The output layer is set at the end of the network to complete the label mapping. High-level features from the FC layer are sent to the output layer to determine their associated classification patterns. This layer uses the classification cross entropy function as the loss function to guide the learning of the network and uses the Softmax classification function to calculate the probability of possible categories, which can be expressed as Equation (23) and Equation (24).

L = - \frac{1}{N} \sum_{n = 1}^{N} \sum_{k = 1}^{K} l_{k}^{(n)} \log (Ψ_{k}^{n})

(23)

Ψ_{k}^{n} = \frac{\exp (η_{k})}{\sum_{m = 1}^{K} \exp (η_{m})}

(24)

where N is the number of small batch samples, K is the set of all classes k,

l_{k}^{(n)}

is the one-hot ground truth label of sample n for class k, and

Ψ_{k}^{n}

is the probability of sample n belonging to class k.
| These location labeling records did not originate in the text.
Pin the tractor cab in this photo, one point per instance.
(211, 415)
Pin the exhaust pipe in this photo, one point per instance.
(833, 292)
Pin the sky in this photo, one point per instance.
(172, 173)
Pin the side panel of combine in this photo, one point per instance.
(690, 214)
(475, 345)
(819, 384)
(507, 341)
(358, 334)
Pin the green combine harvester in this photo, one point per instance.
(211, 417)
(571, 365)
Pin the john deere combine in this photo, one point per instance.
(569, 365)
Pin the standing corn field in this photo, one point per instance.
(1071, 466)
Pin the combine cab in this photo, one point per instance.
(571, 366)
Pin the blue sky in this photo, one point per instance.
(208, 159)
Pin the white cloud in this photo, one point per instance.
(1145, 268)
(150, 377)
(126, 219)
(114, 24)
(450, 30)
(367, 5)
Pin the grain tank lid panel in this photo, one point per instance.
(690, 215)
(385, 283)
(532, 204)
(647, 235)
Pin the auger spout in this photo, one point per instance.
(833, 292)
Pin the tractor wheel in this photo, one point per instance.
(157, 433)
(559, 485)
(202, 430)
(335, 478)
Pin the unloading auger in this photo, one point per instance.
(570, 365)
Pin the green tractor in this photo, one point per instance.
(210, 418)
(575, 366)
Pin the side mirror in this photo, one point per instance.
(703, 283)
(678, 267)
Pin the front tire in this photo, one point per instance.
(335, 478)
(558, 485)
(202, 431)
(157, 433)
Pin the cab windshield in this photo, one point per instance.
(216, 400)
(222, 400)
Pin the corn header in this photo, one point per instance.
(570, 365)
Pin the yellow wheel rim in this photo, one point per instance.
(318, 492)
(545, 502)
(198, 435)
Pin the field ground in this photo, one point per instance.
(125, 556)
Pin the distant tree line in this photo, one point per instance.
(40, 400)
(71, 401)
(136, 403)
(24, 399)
2.2.2. Training Strategies and Hyperparameter Configurations

The performance of the network depends not only on the layout of the layer but also on the training strategy and hyper-parameter configuration. To avoid the over-fitting problem and achieve efficient and stable convergence of the training process, Adam optimization algorithm, mini-batch, L2 regularization, and Dropout are applied to the network. The Adam optimization algorithm [38] with an adaptive learning rate is used to update the parameters of each layer, in which the learning rate changes adaptively in different learning stages, and three hyperparameters, α, β1, and β2, are used to control the optimization process of the learning rate. In addition, mini-batch, L2 regularization, and Dropout techniques [37] are employed to avoid network overfitting. In this study, the hyperparameter configurations of the network are determined through a manual trial-and-error method. The strategy for adjusting these hyperparameters is to enable the network to achieve a rapid and stable convergence during pre-training. The final optimal configurations are presented in Table 2.

3. Case Study

3.1. Bridge Damage Simulation

The proposed damage identification method was validated on a continuous rigid-frame bridge model constructed with reinforced concrete. The steel reinforcement used is HRB335, with the girder made of C50 concrete and the piers made of C40 concrete. Damage scenarios were focused on the piers, which have hollow rectangular sections with a reinforcement ratio of 0.6%. The layout of the bridge model is illustrated in Figure 6.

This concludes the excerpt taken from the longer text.